Abbreviated Company Accounts - PEN CENTRAL LIMITED


Registered Number 09193226

PEN CENTRAL LIMITED

Abbreviated Accounts

31 August 2015

PEN CENTRAL LIMITED Registered Number 09193226

Abbreviated Balance Sheet as at 31 August 2015

Notes 2015
£
Fixed assets
Tangible assets 2 675
675
Current assets
Stocks 6,743
Debtors 3,307
Cash at bank and in hand 5,816
15,866
Creditors: amounts falling due within one year (15,067)
Net current assets (liabilities) 799
Total assets less current liabilities 1,474
Total net assets (liabilities) 1,474
Capital and reserves
Called up share capital 3 100
Profit and loss account 1,374
Shareholders' funds 1,474
  • For the year ending 31 August 2015 the company was entitled to exemption under section 477 of the Companies Act 2006 relating to small companies.
  • The members have not required the company to obtain an audit in accordance with section 476 of the Companies Act 2006.
  • The directors acknowledge their responsibilities for complying with the requirements of the Act with respect to accounting records and the preparation of accounts.
  • These accounts have been prepared in accordance with the provisions applicable to companies subject to the small companies regime.

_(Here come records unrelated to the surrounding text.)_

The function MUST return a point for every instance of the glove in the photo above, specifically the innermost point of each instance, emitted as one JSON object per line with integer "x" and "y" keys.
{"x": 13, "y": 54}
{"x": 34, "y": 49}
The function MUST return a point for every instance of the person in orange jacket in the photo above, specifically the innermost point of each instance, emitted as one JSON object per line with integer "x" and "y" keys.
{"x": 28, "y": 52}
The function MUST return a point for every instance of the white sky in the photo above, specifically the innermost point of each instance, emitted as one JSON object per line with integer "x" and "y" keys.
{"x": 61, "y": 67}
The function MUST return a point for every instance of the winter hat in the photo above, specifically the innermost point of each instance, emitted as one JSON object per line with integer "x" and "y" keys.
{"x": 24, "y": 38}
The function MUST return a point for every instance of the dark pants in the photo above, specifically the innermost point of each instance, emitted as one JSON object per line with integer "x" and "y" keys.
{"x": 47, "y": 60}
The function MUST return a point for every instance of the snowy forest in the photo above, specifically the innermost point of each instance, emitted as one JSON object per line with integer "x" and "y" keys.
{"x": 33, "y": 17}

Approved by the Board on 26 May 2016

And signed on their behalf by:
A Carr, Director

PEN CENTRAL LIMITED Registered Number 09193226

Notes to the Abbreviated Accounts for the period ended 31 August 2015

1Accounting Policies

Basis of measurement and preparation of accounts
The accounts have been prepared under the historical cost convention and in accordance with the Financial Reporting Standard for Smaller Entities effective April 2008.

Turnover policy
Turnover represents amounts chargeable, net of value added tax, in respect of the sale of goods and services to customers.

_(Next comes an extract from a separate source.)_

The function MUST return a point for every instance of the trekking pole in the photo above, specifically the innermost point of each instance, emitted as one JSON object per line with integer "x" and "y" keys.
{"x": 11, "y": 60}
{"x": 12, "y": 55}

Tangible assets depreciation policy
Depreciation is provided on tangible fixed assets so as to write off the cost or valuation, less any estimated residual value, over their expected useful economic life as follows:

Office equipment - 25% reducing balance

Other accounting policies
Stock

Stock is valued at the lower of cost and net realisable value, after due regard for obsolete and slow moving stocks. Net realisable value is based on selling price less anticipated costs to completion and selling costs.

Financial instruments

Financial instruments are classified and accounted for, according to the substance of the contractual arrangement, as financial assets, financial liabilities or equity instruments. An equity instrument is any contract that evidences a residual interest in the assets of the company after deducting all of its liabilities. Where shares are issued, any component that creates a financial liability of the company is presented as a liability in the balance sheet. The corresponding dividends relating to the liability component are charged as interest expense in the profit and loss account.

2Tangible fixed assets
£
Cost
Additions 900
Disposals -
Revaluations -
Transfers -
At 31 August 2015 900
Depreciation
Charge for the year 225
On disposals -
At 31 August 2015 225
Net book values
At 31 August 2015 675
3Called Up Share Capital
Allotted, called up and fully paid:
2015
£
60 A Ordinary shares of £1 each 60
30 B Ordinary shares of £1 each 30
10 C Ordinary shares of £1 each 10

New shares allotted

During the period 60 Ordinary A shares having an aggregate nominal value of £60 were allotted for an aggregate consideration of £60. The reason for allotment was the incorporation of the company.

During the period 30 Ordinary B shares having an aggregate nominal value of £30 were allotted for an aggregate consideration of £30. The reason for allotment was the incorporation of the company.

During the period 10 Ordinary C shares having an aggregate nominal value of £10 were allotted for an aggregate consideration of £10. The reason for allotment was the incorporation of the company.